Empêcher une nouvelle dégradation de l’économie
Une volatilité des décisions liées aussi à des exigences économiques : les finances du pays avant l’arrivée du Covid-19 étaient déjà très fragiles, les revendications sociales et économiques montent, l’opposition a remporté l’année dernière la plupart des grandes villes de Turquie, dont Ankara et Istanbul.. Recep Tayip Erdogan veut donc tout faire pour empêcher une nouvelle dégradation de l’économie. Le secteur du tourisme qui emploie 2,5 millions de personnes est déjà très menacé. Mais la bataille du Covid-19 se joue aussi pour le président turc à l’international. Avant la crise, la Turquie jouait le rapport de forces avec l’Union européenne en envoyant des migrants vers la frontière avec la Grèce, désormais Ankara joue sa carte dans la diplomatie sanitaire, avec des masques, des blouses et du gel hydroalcoolique envoyés à l’Italie, l’Espagne et le Royaume-Uni, le tout à grands renforts de communication gouvernementale, avec décollages d’avion chargés de matériel médical retransmis en direct à la télévision.

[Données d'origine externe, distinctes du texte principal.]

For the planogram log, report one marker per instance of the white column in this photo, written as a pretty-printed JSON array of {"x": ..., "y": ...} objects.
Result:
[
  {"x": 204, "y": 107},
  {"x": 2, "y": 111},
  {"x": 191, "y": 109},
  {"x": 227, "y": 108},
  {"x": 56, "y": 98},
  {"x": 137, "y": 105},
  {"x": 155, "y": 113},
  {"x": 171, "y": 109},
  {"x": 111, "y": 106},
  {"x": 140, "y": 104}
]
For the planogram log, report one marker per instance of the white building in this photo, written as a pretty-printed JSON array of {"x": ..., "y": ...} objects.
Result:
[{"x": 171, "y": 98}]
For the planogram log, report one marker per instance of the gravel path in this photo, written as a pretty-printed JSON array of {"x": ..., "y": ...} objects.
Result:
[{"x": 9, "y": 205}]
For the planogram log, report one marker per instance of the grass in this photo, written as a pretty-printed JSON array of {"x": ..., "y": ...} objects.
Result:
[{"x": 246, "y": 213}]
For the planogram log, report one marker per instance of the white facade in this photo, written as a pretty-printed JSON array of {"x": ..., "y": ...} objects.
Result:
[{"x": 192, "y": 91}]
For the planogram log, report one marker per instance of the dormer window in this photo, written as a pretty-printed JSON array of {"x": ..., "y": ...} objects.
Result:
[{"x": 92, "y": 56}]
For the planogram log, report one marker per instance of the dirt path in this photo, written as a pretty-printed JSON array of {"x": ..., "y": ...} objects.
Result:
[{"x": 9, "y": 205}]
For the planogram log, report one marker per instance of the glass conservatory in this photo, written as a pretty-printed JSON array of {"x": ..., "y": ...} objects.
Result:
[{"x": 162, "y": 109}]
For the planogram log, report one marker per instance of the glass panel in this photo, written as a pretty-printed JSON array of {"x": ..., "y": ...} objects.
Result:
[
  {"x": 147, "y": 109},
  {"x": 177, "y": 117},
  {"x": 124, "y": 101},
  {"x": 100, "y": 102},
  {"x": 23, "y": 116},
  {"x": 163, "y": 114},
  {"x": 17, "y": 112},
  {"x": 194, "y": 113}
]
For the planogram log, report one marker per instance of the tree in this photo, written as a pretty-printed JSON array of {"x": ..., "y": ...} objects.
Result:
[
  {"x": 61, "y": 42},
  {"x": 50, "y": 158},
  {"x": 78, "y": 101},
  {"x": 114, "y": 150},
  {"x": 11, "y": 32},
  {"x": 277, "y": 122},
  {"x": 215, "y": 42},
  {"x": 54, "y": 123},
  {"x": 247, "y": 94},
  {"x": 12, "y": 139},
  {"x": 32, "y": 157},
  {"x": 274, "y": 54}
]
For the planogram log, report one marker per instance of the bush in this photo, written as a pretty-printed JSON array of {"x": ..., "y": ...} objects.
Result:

Question de prestige, signe aussi d’une volonté d’apaiser ses relations avec nombre de pays, à commencer par les européens. Dorothée Schmid :. « On a une volonté aujourd’hui d’apaiser les tensions avec l’Union européenne. C’est lié à la façon dont la Turquie conçoit son environnement stratégique immédiat aujourd’hui. Il y a un sujet prioritaire, c’est la crise syrienne et plus particulièrement la question d’Idlib et les désaccords qui ont émergé avec la Russie ces derniers temps. La Turquie a besoin à la fois pour des raisons économiques, puisque son économie reste très intégrée avec celle de l’UE, mais aussi pour des raisons diplomatiques de rééquilibrage, d’améliorer ses relations avec l’UE ».
Ankara a aussi envoyé du matériel dans les Balkans, a même tendu la main.. à l’Arménie, avec l’autorisation de vente de médicaments. La Turquie a également répondu positivement à une commande d’Israël pour du matériel médical. Cette crise c’est pour Recep Tayip Erdogan l’occasion d’une tentative de redorer son image en s’imposant comme une véritable puissance humanitaire.. si et seulement si l’épidémie et ses conséquences ne déstabilisent pas son pouvoir.